I’d argue that the old adage, “It’s who you know,” should really say, “In Hollywood, it’s about who knows you.” That’s the secret of marketing– get them to come to you.

Networking is about people.  Meeting people, giving to others, bringing a talent to the table, and being pleasant to work with.  When you’re in the film industry, nurture your relationships because you never know where they’ll lead. The best way to network is by having something to give. Volunteer your time, offer to do something for someone, and become valuable to the people with whom you’re working. Helping someone today may not have an immediate impact, but the relationship you nurture will pay dividends in the future.

  • Don’t wear your desperation on your sleeve.  There are a lot of people in LA who are looking for their next job and the need it desperately. You will absolutely meet them. You will meet at a party and within 30- seconds they will pitch you a screenplay idea, try to find out what you do and if you can help them, and try to figure out who you know and to whom you can introduce them.  Don’t be like these people.
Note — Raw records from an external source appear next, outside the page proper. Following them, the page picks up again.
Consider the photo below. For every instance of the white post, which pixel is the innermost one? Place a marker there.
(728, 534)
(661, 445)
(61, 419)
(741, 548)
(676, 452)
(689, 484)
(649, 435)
No one likes them.
  • Call your contacts when things are going well to check in, not just when you need something – If you are working, check in with your friends and acquaintances to see how they are doing.  It’s common to hear from someone when they want something from you, but it’s flattering when they call to simply see how you’re doing.
  • Bring something to the table – People will be more inclined to help you if you offer them something first.  Offer to read their screenplay, watch a rough cut of their short film, check out their website, or like a blog post they wrote.  Giving of your time and talents is the best way to see that generosity reciprocated.
  • Surround yourself with the people you want to be like – There are a ton of people in LA, from the ultra rich and successful to the downright broke and desperate.  While misery loves company, it won’t help you get to the next level.  Surround yourself with other successful people.  Talk to them, learn from them, and become part of a network that empowers you.
  • Help others – Volunteering your time on someone’s film, lending a camera or gear, or reading someone’s script is a great way to show you care about them and their project, and people will remember that.
  • Attend trade shows – There are dozens of events, equipment demos, and trade shows that are well-attended by professionals. They are an informal and comfortable way to meet other filmmakers and vendors.
  • Attend workshops – Many camera, lighting, sound, and post vendors host open houses and hands-on training seminars as a way of educating filmmakers about their new products. These are often low cost or free and attract other professionals.

The best way to network is to get yourself out there. Attend film festivals, industry events, trade shows, and vendor events. Look out for rental companies that host open houses. Go to industry screenings and premieres. From there, talk to everyone and learn their story.

LA is an incredibly social city. People throw pool parties and barbecues, house parties and dinners. They go out to the beach and to local bars. This is where the real networking happens. Someone will mention a project over a drink, or you may overhear a friend looking to hire a crew person. This is where recommendations are made and deals happen.